Many today are feeling overwhelmed with all the  challenges facing our nation and the world.  They feel dry and weary; stuck in the wilderness; wondering what to do and where to go to find a way out.  Are you there?

You might be struggling through stress, anxiety, sorrow, depression, even concerns about the future. But I believe God is saying, “the future is now, it’s time to cross the Jordan into the Promise Land!”

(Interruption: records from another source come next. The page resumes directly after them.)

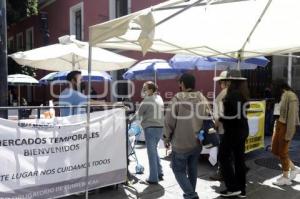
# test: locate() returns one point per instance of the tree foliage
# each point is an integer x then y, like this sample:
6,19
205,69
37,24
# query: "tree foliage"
18,9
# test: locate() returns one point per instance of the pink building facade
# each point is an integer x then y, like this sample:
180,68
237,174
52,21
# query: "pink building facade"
64,17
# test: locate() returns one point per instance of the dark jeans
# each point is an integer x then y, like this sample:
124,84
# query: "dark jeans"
152,137
232,160
185,169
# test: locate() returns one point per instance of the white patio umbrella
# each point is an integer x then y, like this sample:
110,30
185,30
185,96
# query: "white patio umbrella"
71,54
20,80
220,28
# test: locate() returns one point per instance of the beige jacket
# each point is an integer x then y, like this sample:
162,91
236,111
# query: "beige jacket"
184,119
289,113
219,109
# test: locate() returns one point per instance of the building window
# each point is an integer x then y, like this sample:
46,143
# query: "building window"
20,41
121,8
76,21
10,45
29,38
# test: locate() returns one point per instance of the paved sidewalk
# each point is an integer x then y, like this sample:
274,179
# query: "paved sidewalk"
260,180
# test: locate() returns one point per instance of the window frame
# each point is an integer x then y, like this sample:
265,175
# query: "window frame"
72,11
28,30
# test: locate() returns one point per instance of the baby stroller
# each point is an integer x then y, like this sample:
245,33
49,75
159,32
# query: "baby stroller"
134,131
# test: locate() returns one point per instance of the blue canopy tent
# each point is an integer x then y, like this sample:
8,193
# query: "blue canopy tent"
152,69
190,62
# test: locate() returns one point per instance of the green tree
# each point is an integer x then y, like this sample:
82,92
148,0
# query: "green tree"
18,9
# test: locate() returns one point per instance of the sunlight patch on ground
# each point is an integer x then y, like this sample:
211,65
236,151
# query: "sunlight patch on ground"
270,181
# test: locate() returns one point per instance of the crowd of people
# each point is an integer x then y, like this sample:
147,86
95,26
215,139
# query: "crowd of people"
184,118
180,123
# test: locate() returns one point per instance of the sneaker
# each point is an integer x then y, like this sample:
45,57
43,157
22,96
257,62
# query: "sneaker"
151,183
161,177
294,173
216,177
242,194
282,181
227,193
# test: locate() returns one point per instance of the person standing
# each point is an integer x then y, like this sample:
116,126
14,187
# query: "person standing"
236,131
218,112
183,121
151,112
285,128
72,95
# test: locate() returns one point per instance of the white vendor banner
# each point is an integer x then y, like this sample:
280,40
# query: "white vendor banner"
47,158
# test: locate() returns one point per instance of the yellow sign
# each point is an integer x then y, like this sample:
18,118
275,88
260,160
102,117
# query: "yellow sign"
256,121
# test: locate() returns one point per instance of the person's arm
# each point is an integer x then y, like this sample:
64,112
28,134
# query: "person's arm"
170,121
291,120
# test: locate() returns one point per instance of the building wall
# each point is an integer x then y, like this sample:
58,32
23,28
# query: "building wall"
94,12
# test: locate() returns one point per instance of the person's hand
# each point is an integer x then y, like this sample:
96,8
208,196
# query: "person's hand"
167,145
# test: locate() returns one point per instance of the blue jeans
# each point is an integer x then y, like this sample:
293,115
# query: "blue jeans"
152,137
185,167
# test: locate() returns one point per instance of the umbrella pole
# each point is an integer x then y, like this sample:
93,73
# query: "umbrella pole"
290,69
88,122
73,62
19,95
215,84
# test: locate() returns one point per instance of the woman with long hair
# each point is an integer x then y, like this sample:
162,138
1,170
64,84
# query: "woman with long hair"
236,131
285,128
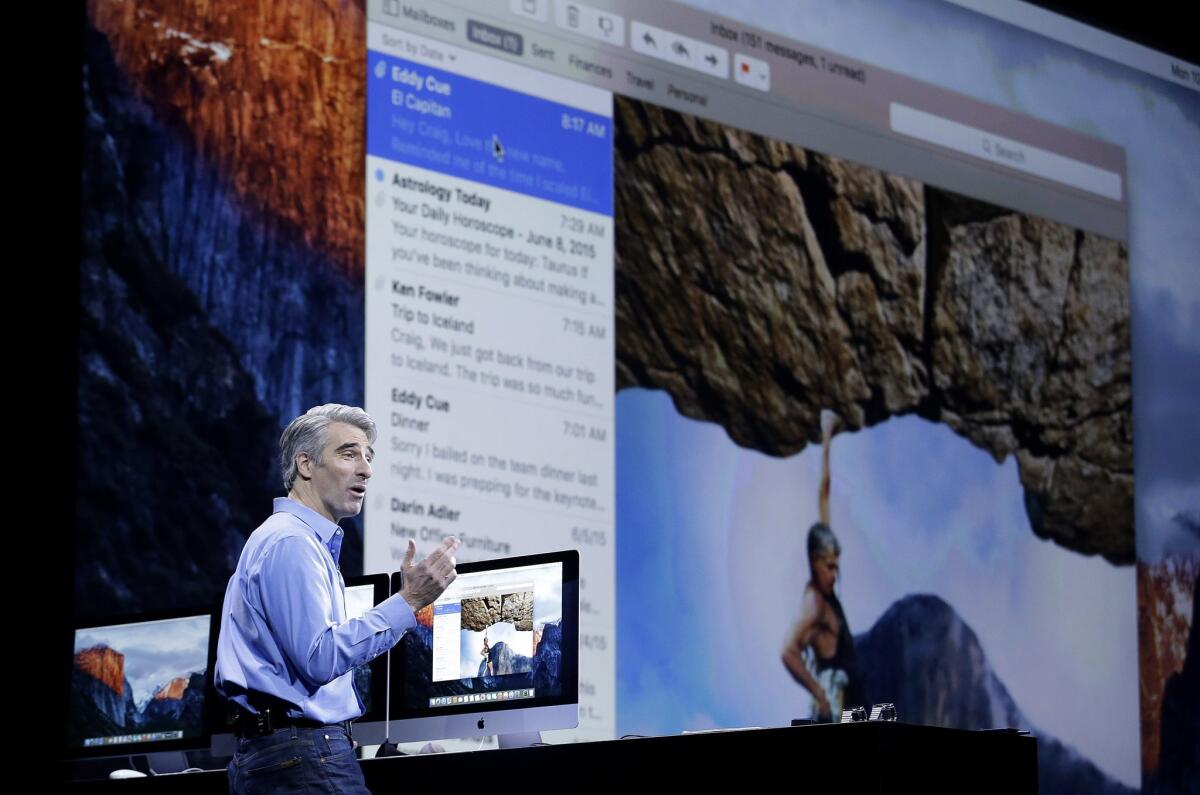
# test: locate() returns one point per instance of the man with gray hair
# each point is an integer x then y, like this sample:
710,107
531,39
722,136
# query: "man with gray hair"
287,652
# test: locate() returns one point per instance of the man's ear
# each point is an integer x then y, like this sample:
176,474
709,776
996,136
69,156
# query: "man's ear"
304,465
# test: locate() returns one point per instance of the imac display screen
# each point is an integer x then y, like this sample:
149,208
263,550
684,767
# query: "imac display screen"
138,685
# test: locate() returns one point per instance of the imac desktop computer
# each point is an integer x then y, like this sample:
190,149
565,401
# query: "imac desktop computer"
497,653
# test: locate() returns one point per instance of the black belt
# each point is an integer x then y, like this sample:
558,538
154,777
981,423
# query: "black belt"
270,715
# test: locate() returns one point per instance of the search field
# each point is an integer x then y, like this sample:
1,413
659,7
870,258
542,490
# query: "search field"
1005,151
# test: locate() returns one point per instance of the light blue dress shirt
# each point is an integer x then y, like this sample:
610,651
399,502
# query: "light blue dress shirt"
283,626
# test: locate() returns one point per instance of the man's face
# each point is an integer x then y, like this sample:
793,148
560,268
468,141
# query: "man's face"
825,572
340,480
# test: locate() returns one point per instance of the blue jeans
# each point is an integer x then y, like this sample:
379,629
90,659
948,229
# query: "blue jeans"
297,760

Let me just share a few thoughts out of a book entitled, Who Will Cross the Jordan?,  I initially wrote in published in 1990, then updated and republished under the title, It’s Time To Cross The Jordan, in 1998 and 2002, that can help you cross the Jordan you face today.  Leonard Ravenhill, revivalist and author of “Why Revival Tarries”, “Tried and Transfigured”, and other books had become an important figure in my life. He used to give out cases of my first book, and said, “I pray your book will help those who are stuck between Egypt and the Promised Land to find escape and entrance. This book challenges and is ministering life. Press on!”

For each Christian, the Jordan is the line between wilderness living and Promise Land living. It is the line between living in the power of self or in the power of Christ. It’s the line between complacent and mediocre Christianity, living for self, or unyielding and exceptional Christianity, living for Christ.

For some, that line seems to be a simple step, a decision of their will, for others the line seems to be an almost impassable barrier of war against their will. Whether a simple decision or a battle within, the choice is ours and it must be made, even fought through if necessary.  Either we wear the wilderness garments of the world, or we wear the promised land garments of Jesus Christ. Wearing the garments of Christ means to hate sin and love God with all of our heart, soul and mind. To love God in this way is to open us to truth and correction. If we’re not willing to receive truth, correction and chastisement then we will never enter into the completeness of what God has for us.  As a Church, we are in great need of truth and correction today.


What Will Your Choose?

A survey taken back in the 1980s showed that 80% of Americans considered or professed themselves to be Christian. But only 13% of that 80% said they would suffer persecution for the sake of Gospel. Other surveys around that time, revealed that out of the 80%, only 13 or 14% believed in the Biblical commandments of God.  I daresay those percentages might be even less today.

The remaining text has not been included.